Complementing Individualism with The Social Identity Approach

Like many fundamental principles, the general idea is actually quite simple: It is individuals`  self-perception that determines how they perceive their social world, and hence how they respond to events in their social world (Turner et al., 1987). When individuals see themselves as unique individuals (e.g., I like peanutbutter, a particular Dutch singer, and theories of embodiment), they see themselves as very different from others who do not share their appetite, taste, and interest. Hence, any thought, feeling, tendency, or action derives from, or is based in, their  self-perception as a unique individual.

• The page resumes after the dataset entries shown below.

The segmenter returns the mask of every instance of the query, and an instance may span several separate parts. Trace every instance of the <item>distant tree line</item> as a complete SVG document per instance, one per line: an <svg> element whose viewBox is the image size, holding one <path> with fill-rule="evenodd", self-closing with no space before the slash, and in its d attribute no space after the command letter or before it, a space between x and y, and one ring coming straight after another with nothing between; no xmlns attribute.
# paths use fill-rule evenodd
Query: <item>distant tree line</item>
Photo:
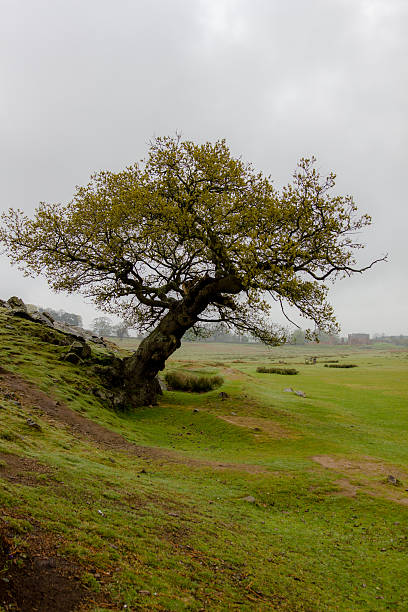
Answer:
<svg viewBox="0 0 408 612"><path fill-rule="evenodd" d="M66 312L65 310L54 310L53 308L43 308L38 306L39 312L48 312L55 321L73 325L74 327L82 327L82 317L74 312Z"/></svg>
<svg viewBox="0 0 408 612"><path fill-rule="evenodd" d="M55 321L60 321L74 327L83 327L81 315L74 312L66 312L62 309L54 310L53 308L44 308L43 306L35 306L35 308L39 312L48 312ZM92 321L92 331L97 336L129 338L129 325L125 321L114 324L109 317L96 317Z"/></svg>
<svg viewBox="0 0 408 612"><path fill-rule="evenodd" d="M349 338L340 338L337 335L326 334L325 332L318 332L318 340L322 344L354 344L350 341L350 336L367 336L368 334L349 334ZM295 345L304 345L311 342L307 338L306 332L302 329L297 329L294 331L289 339L289 344ZM314 340L312 341L314 342ZM387 344L394 344L397 346L408 346L408 336L404 336L400 334L399 336L386 336L385 334L375 334L372 340L367 339L367 344L369 342L385 342ZM358 343L355 343L358 344Z"/></svg>
<svg viewBox="0 0 408 612"><path fill-rule="evenodd" d="M189 329L183 336L183 342L229 342L247 344L250 339L244 334L233 334L225 325L201 325Z"/></svg>
<svg viewBox="0 0 408 612"><path fill-rule="evenodd" d="M385 334L375 334L374 342L386 342L387 344L408 346L408 336L404 336L402 334L400 334L399 336L386 336Z"/></svg>
<svg viewBox="0 0 408 612"><path fill-rule="evenodd" d="M316 342L316 339L322 344L342 344L344 342L340 336L336 334L328 334L323 331L316 332L316 337L310 339L306 331L297 329L289 335L288 344L304 345L310 342ZM192 328L184 334L183 341L247 344L248 342L254 342L256 340L250 336L233 334L221 324L205 325L199 328Z"/></svg>
<svg viewBox="0 0 408 612"><path fill-rule="evenodd" d="M318 331L316 333L318 342L322 344L342 344L343 340L337 334L328 334L323 331ZM303 346L304 344L308 344L310 342L316 342L316 339L310 340L307 336L307 333L303 329L295 330L289 337L289 344L294 344L296 346Z"/></svg>
<svg viewBox="0 0 408 612"><path fill-rule="evenodd" d="M74 327L83 327L82 317L74 312L67 312L62 308L60 310L54 310L53 308L46 308L43 306L34 306L39 312L48 312L56 321L72 325ZM104 337L115 337L115 338L129 338L130 325L126 321L119 323L113 323L109 317L96 317L92 321L92 331L97 336ZM138 336L142 339L144 336ZM344 344L347 340L341 338L336 334L328 334L323 331L317 332L317 338L322 344ZM237 335L228 331L226 326L221 325L206 325L200 328L192 328L188 330L183 337L183 341L187 342L227 342L234 344L247 344L248 342L254 341L249 336ZM316 340L310 340L307 337L306 331L303 329L296 329L290 334L288 344L295 346L303 346ZM400 334L398 336L386 336L385 334L375 334L373 338L374 342L385 342L387 344L395 344L397 346L408 346L408 336Z"/></svg>
<svg viewBox="0 0 408 612"><path fill-rule="evenodd" d="M129 325L121 321L116 325L109 317L97 317L92 322L92 331L97 336L114 336L115 338L129 338Z"/></svg>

However, if individuals see themselves as group members (e.g., as a peanutbutter lover, or as a fan of a particular Dutch singer, or as an embodiment researcher), their social world is divided into an in-group (that includes the self) and out-group (that excludes the self). As a consequence, individuals will like those who are like us more than those unlike us, and easily discriminate betweenthem. As noted, such self-categorizations can occur flexibly and dynamically, and their salience is influenced by how fitting a group membership is to a particular situation (i.e., how "groupy" the situation is), and by how accessible group membership is for an individual. The movie `Fitna`, for example, is likely to make the Muslim group identity among Muslim individuals more relevant – even among those who do not necessarily identify strongly with their group and for whom the Muslim group identity is already more accessible. In this way, the  social identity approach allows individuals to become psychological group members, and it suggests that shifts in self- categorization can occur as a function of personal and situational factors (Ellemers, Spears, & Doosje, 2002). This ultimately implies that although someone may look and sound like an individual from an outside perspective, this person may actually self-categorize as a group member, and hence his or her perception of, and responses to, the social world should be interpreted differently. Depending on which self is salient, the same act (e.g., threatening Geert Wilders because of `Fitna`) can be viewed as the action of an individual madman, or as a statement on behalf of a group.